殺藻細菌の探索のための宿主生物は、コックロディニウム・ポリクリコイデス、タラシオシラ種、ヘテロシグマ・アカシオ、スケレトネマ・コスタータム、アレキサンドリウム種、キートセロス、ギムノディニウム属を利用し、各藻類をF/2液体培地(NaNO3 0.075g、NaH2PO4・H2O 0.005g、Na2SiO3・9H2O 0.030g、F/2微量金属溶液1ml、F/2ビタミン溶液1ml及び熟成海水1, 000ml; Stein, Handbook of phycological methods, Cambridge Univ.

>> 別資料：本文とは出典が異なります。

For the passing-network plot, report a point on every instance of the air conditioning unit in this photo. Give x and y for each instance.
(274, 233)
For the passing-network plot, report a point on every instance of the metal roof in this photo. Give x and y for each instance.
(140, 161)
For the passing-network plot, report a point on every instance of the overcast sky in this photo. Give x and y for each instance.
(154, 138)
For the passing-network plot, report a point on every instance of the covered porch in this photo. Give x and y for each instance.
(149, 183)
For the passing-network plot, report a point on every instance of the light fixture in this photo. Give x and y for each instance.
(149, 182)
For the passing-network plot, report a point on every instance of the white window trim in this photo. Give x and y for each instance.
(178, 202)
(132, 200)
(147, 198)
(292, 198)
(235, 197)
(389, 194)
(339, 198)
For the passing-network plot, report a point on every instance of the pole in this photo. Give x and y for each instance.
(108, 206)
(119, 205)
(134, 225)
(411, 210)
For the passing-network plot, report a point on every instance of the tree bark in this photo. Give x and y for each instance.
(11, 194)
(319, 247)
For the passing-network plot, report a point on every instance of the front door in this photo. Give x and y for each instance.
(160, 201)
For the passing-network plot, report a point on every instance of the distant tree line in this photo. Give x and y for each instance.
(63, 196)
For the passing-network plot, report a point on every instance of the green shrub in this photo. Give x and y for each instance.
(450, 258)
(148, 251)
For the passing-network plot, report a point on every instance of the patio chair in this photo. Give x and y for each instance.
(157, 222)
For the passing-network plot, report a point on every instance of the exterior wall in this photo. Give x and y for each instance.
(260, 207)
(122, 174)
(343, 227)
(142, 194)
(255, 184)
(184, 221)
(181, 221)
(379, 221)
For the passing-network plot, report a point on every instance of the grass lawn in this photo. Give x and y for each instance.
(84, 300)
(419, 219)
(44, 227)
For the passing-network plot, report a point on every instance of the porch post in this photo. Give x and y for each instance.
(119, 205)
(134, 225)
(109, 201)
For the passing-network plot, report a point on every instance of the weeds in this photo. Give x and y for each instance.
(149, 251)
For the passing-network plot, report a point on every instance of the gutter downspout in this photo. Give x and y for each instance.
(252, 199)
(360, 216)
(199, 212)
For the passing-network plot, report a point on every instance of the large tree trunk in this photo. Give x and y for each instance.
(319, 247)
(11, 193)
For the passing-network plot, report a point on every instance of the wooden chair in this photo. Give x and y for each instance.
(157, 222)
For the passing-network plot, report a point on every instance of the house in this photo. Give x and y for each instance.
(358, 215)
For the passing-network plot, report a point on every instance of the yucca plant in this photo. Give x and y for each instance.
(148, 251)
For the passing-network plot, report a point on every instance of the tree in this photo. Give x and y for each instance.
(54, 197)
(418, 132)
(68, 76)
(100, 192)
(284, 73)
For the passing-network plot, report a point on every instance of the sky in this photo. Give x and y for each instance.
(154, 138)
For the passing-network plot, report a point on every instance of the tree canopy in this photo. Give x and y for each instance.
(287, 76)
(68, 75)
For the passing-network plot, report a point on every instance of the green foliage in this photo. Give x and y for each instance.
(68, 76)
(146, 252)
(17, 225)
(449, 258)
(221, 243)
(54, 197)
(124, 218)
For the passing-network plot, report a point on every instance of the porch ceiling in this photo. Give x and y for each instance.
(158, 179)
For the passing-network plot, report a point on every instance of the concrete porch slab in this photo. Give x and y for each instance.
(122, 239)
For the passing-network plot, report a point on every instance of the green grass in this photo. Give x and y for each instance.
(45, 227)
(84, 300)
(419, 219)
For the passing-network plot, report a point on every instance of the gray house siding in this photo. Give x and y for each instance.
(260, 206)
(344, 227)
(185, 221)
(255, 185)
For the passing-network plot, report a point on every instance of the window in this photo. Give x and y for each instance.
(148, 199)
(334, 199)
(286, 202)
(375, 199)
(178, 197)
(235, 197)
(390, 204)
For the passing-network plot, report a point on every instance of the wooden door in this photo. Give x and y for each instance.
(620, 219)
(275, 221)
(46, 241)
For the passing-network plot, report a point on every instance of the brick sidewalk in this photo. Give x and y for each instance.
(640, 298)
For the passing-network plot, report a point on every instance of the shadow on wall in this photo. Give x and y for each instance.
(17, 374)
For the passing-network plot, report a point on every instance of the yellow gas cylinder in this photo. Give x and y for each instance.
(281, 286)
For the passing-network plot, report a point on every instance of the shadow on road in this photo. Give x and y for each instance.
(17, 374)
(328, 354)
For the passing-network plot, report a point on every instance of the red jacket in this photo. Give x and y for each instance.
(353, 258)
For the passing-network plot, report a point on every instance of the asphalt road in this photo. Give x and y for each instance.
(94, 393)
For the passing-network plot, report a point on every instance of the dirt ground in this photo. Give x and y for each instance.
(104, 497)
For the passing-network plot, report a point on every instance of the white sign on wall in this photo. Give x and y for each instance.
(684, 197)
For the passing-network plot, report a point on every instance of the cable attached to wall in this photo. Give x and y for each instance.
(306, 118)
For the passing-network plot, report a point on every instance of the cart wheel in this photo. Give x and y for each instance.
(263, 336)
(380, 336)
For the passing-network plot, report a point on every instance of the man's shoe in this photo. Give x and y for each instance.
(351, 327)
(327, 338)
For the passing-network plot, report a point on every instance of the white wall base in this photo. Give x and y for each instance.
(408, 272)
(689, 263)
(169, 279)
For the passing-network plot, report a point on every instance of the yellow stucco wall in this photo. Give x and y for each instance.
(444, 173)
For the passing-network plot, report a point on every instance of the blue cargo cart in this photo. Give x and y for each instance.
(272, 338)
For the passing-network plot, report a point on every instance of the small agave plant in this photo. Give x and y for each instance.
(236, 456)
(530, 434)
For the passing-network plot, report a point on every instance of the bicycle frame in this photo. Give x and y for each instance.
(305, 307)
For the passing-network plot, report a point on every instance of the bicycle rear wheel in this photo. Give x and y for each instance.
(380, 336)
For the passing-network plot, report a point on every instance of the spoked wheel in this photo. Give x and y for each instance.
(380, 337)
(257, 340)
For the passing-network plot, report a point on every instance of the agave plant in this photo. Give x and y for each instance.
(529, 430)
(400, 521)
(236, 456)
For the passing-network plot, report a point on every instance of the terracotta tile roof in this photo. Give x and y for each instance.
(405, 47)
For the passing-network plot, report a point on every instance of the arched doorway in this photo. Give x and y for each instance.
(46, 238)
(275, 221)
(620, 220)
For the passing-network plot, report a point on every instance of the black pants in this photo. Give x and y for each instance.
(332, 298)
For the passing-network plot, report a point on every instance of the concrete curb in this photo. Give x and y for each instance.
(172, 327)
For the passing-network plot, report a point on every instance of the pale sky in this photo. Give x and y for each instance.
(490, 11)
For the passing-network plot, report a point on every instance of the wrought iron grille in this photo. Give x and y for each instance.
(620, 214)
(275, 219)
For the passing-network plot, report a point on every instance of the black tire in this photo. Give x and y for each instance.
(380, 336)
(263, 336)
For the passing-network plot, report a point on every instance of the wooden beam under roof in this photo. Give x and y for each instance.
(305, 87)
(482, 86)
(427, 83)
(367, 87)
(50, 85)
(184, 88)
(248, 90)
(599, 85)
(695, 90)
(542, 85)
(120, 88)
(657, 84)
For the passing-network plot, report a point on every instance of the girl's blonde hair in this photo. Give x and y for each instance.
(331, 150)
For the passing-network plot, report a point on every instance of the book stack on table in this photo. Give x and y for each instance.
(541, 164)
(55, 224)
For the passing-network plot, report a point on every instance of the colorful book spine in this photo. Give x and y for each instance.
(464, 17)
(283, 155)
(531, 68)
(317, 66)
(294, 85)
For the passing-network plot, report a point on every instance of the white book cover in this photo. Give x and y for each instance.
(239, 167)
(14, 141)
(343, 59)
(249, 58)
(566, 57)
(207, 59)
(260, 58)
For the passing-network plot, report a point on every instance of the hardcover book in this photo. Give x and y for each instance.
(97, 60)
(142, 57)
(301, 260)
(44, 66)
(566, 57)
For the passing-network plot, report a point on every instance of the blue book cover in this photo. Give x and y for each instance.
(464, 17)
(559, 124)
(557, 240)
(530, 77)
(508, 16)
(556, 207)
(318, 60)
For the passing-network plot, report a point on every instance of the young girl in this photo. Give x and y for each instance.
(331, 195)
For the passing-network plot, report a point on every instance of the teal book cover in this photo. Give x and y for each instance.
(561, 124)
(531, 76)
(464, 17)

Press, 1973)を利用して対数増殖期に培養した後、探索のために次のように準備した。
前記実施例1で培養された殺藻細菌の殺藻活性タンパク質を分離するために、前記実施例1で培養された殺藻細菌を、5lのジャー・ファーメンターを利用して30時間培養した後、限外ろ過膜濃縮装置(Ultrafiltration kit)を利用して10kDa以上の物質を濃縮した後、非変性(native)−PAGE(12%)を行ってタンパク質を分離し、その結果を図1に示した。図1で、レーン1はサイズマーカーであり、レーン2は殺藻細菌タンパク質である。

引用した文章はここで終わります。